The ins and outs of pleas and trials

The ins and outs of pleas and trials

ESCANABA — The legal system is complex, and criminal cases can take multiple routes on their way to a resolution.

“In order for the criminal justice system to work effectively and efficiently — and economically, really — there is a need to resolve cases at a good rate,” said Delta County Prosecuting Attorney Philip Strom. “We’re not being effective in our job if we’re not having resolutions to these cases for months or years, so if we can resolve cases, we like to do so sooner than later.”

Plea bargains are one way that a case can be resolved. There are many factors that are considered by prosecution when deciding on an appropriate plea agreement. The seriousness of a charge and a defendant’s history are among those.

“Each case requires very serious consideration, where we look at factors like the defendant’s history, what the likely penalty will be, and how strong is our case? How likely will we be able to prove the — prove this case beyond a reasonable doubt to a jury? Are the witnesses cooperating?” Strom added.

If a plea offer is not going to be made, a case will go to trial, and trials can be expensive. Expert witnesses are one of the costs handled by the prosecutor’s budget, as such witnesses are generally entitled to fees.

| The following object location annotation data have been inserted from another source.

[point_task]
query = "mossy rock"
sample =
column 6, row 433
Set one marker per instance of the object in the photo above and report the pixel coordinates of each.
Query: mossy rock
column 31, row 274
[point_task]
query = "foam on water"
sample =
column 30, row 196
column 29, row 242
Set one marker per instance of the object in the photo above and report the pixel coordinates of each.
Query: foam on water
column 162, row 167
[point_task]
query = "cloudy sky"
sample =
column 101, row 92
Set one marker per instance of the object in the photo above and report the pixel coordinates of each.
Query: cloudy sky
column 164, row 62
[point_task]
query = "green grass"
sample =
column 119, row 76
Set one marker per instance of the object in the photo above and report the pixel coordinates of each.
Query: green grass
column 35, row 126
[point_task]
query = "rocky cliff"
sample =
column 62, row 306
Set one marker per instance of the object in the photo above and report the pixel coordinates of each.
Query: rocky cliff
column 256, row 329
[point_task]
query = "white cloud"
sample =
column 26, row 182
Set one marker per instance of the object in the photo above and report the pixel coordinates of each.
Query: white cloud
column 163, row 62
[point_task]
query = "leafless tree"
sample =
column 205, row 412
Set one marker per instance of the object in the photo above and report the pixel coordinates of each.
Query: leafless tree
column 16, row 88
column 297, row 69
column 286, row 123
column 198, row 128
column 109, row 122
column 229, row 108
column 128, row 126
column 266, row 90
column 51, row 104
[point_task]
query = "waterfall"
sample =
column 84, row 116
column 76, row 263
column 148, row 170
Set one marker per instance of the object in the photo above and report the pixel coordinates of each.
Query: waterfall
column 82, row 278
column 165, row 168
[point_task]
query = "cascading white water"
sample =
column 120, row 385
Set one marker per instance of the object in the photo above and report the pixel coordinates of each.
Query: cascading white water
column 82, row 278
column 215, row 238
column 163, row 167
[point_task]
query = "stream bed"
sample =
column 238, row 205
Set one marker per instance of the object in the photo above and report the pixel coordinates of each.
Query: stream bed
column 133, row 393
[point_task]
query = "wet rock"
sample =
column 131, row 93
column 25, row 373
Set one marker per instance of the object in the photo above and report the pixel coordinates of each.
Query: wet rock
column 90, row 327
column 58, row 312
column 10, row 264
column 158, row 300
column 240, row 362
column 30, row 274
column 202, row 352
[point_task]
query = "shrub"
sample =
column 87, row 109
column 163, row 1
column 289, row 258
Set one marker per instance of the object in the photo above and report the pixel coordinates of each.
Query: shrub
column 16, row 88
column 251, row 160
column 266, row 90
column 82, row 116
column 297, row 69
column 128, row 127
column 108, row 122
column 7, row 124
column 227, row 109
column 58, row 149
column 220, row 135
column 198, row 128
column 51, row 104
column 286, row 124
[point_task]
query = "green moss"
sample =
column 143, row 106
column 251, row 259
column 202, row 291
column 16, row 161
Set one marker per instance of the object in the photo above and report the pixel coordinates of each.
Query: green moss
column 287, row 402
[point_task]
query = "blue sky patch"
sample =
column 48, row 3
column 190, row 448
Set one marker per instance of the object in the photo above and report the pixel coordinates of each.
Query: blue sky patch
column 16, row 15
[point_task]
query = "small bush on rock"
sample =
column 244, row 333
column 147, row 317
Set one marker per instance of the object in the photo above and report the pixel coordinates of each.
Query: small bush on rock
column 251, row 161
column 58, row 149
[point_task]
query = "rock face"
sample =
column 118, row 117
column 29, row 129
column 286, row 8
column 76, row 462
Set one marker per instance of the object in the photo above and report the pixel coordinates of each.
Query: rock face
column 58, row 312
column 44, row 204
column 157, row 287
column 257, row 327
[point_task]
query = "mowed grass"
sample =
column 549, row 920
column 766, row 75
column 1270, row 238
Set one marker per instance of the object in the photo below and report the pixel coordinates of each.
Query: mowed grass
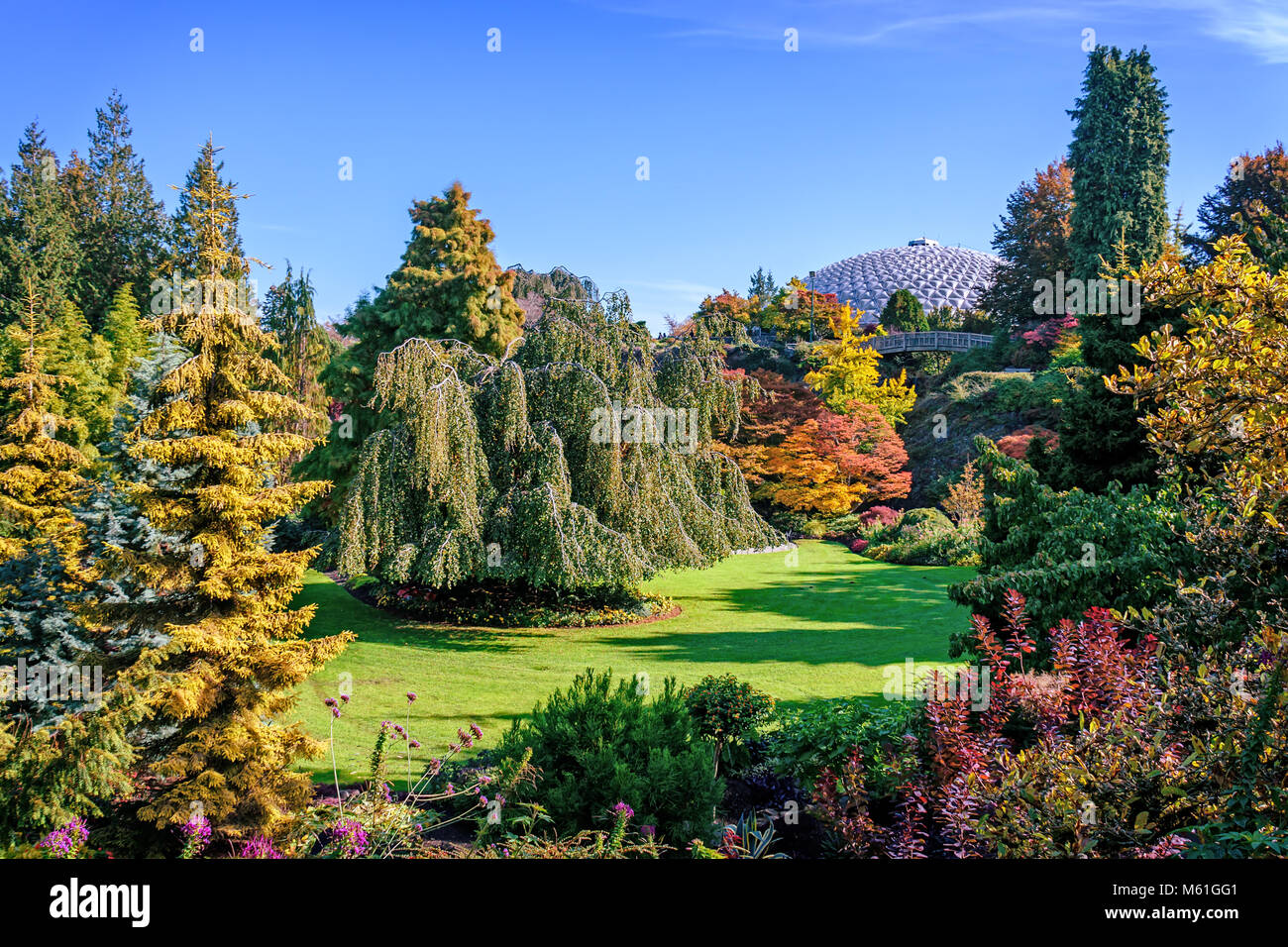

For example, Strom said a forensic pathologist may charge $300 an hour.

“If the court approves that, we’re required to pay that expert that fee. We may have the expert here testifying five hours out of the day, so you can see how that would add up pretty quickly,” said Strom.

Strom said that in Delta County, the prosecutor’s office provides input to the budgeting process based on past years’ experience, and then the county board decides on the final budget with input from the county administrator.

Reduced staffing in the prosecutor’s office is a hurdle that Strom is currently dealing with.

“Somewhat recently, we’ve been stymied by the board a little bit in other administrative type of things, and that’s caused me and others in our office to put a lot of time and effort into administrative type of things as opposed to doing what we all got into this for: criminal justice and advocacy for victims of crimes,” said Strom.

ABC 10 attempted to contact county administration regarding this, but they were unavailable at the time.

At the end of the day, the choice to go to trial ultimately depends on the defendant.

“If the defendant wants a trial, the defendant gets a trial. The defendant gets a speedy trial in front of a jury of his or her peers, community members, and the county. Those rights are afforded to the defendant, and we absolutely respect that,” said Strom.